Gregorio Staglianò - 6 Dicembre 2018

Raccontare la migrazione non è facile: non lo è in televisione, sui giornali, nel dibattito pubblico dove persino gli addetti ai lavori vedono minate le loro ricerche e i loro studi dalle distorsioni delle contingenze politiche. Non è facile raccontarla nelle piazze, nelle università, nelle sezioni di partito, nelle associazioni o nelle parrocchie. Il velo di Maya che riveste l’analisi di una questione globale come la migrazione, dovuto appunto alla discussione che se ne trae da studi superficiali e motivati da passioni politiche piuttosto che ricerche approfondite, scientifiche e di lungo termine, influisce pesantemente sulla percezione della realtà dell’effettivo impatto della migrazione nella nostra società.

Allora perché non provare a raccontare i numeri, i dati, il quadro legislativo internazionale e nazionale, le rotte e le condizioni delle centinaia migliaia di persone che lasciano il proprio Paese per altri lidi alle scuole, nei licei? Già, perché non raccontarlo a quella fascia di giovani che forse più di tutti subiscono il bombardamento informativo – distorto e no – dalla televisione, dalla stampa o soprattutto, dal web? È quello che ho provato a fare lunedì 3 dicembre 2018 al Liceo francese Chateaubriand di Roma, in Via di Villa Patrizi ad una classe di attentissimi uditori.
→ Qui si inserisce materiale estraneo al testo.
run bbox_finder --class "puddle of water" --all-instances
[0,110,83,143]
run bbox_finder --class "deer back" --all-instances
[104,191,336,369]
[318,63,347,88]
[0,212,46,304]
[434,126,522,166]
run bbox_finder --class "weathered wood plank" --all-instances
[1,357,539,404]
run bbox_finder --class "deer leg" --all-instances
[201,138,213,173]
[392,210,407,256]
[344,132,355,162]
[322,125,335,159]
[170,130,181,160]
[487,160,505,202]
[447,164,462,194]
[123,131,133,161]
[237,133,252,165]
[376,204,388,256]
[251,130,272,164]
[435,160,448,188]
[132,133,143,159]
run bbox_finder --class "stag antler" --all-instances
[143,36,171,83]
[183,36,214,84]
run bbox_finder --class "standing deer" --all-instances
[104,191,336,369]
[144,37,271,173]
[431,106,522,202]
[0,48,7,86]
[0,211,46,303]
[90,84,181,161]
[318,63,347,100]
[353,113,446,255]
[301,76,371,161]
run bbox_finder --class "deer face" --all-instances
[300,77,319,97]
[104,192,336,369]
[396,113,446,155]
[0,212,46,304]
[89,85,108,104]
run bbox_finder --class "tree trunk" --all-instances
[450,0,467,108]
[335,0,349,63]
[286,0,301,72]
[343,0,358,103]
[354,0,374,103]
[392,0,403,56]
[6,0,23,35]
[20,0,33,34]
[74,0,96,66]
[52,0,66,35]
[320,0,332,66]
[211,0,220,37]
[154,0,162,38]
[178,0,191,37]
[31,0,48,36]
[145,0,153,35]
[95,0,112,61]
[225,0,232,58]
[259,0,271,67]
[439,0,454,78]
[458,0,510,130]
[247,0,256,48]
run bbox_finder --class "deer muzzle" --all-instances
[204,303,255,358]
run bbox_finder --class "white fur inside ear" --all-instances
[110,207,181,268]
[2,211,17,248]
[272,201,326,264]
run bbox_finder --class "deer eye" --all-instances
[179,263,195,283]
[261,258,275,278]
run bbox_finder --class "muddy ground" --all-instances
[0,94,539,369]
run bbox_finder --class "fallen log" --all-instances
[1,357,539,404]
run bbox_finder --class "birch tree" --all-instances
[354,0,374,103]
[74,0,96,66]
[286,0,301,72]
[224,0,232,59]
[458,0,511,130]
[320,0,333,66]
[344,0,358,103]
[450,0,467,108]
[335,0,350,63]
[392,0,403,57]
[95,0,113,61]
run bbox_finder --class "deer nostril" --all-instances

Ho provato a raccontare di alcune esperienze personali come volontario prima in una struttura di accoglienza per migranti in transito, e come responsabile di un Centro di Accoglienza Straordinario nel territorio del Lazio, spiegando loro quali fossero i miei compiti e le difficoltà di operare in un settore complesso. Impossibile poi non fornire una panoramica su quali siano state in passato e siano oggi le rotte, le direzioni e i percorsi che migliaia di esseri umani scelgono per attraversare il Mediterraneo alla ricerca di condizioni di vita migliori. A giudicare dalla loro crescente attenzione ho voluto calcare la mano, provando ad annoiarli fornendo loro una panoramica legislativa internazionale – attraverso la breve disamina delle Convenzioni più importanti, come quella di Ginevra del 1951, o spiegando loro cosa fosse il Trattato di Dublino – e nazionale – con un excursus storico partito dalle leggi in vigore negli anni Trenta, fino alle novità introdotte dal Decreto Sicurezza. Ebbene, non ci sono riuscito, i ragazzi continuavano ad annotare appunti e a chiedere spiegazioni. Non sono riuscito ad annoiarli.
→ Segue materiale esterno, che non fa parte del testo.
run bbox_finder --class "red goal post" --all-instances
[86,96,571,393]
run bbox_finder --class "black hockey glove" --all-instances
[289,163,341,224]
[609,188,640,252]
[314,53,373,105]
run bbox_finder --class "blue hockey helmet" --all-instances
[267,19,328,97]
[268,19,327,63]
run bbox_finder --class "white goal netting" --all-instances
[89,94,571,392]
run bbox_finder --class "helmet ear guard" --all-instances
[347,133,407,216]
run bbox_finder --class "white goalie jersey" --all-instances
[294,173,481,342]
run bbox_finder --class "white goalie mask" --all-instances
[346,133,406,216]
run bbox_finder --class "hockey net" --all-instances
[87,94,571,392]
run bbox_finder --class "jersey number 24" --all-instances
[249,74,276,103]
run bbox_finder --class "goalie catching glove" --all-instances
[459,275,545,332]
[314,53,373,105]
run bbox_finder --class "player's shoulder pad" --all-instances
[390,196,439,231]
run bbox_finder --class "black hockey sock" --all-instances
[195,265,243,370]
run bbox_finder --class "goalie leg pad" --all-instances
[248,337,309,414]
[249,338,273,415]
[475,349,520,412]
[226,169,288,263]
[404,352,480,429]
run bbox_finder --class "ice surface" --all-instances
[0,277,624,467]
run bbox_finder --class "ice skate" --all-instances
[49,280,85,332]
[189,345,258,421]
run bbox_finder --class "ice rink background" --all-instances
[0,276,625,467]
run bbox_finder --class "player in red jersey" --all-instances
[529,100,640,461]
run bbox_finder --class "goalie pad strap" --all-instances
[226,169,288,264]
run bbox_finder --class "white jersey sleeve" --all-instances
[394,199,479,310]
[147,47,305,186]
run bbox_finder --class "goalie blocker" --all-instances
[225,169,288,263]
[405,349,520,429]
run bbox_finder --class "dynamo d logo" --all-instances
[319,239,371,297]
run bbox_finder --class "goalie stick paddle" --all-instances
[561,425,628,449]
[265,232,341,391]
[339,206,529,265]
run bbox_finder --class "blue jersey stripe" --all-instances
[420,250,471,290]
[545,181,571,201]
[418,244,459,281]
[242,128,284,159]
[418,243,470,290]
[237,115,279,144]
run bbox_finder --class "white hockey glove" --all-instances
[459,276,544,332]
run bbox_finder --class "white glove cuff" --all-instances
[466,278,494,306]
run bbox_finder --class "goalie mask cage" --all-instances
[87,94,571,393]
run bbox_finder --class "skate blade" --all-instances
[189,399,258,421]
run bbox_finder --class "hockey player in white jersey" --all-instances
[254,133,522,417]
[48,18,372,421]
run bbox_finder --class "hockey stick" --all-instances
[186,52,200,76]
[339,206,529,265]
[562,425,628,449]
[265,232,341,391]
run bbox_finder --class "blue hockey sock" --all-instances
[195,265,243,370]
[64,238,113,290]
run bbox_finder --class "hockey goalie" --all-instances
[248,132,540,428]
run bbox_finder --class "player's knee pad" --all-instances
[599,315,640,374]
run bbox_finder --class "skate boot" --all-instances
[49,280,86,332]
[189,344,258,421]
Se non hanno sbattuto la testa contro il banco o guardato fuori dalla finestra il moto delle foglie trasportate dal vento è sicuramente grazie alla loro volontà di capirne di più, non grazie al relatore. Quella volontà, che chi si è dimenticato di essere adolescente, crede sopita, seppellita per sempre fra i social network e l’atarassia. Niente di più errato: la necessità e l’urgenza di informarsi, di capire gli ingranaggi della società, di avere le chiavi interpretative del mondo, sono ancora oggi, quando tutto sembra perduto, i bisogni primari di ogni ragazzo che si affaccia dalla finestra, a cui non viene concesso, da un dibattito pubblico in cancrena, di sviluppare una coscienza critica. Questi ragazzi, quelli del Liceo Chateaubriand e tutti quelli che oggi chiedono di “sapere” sono l’argine, la resistenza, la penna e lo scudo contro la spada di Damocle della politica sterile e vuota, delle fake news e della disinformazione.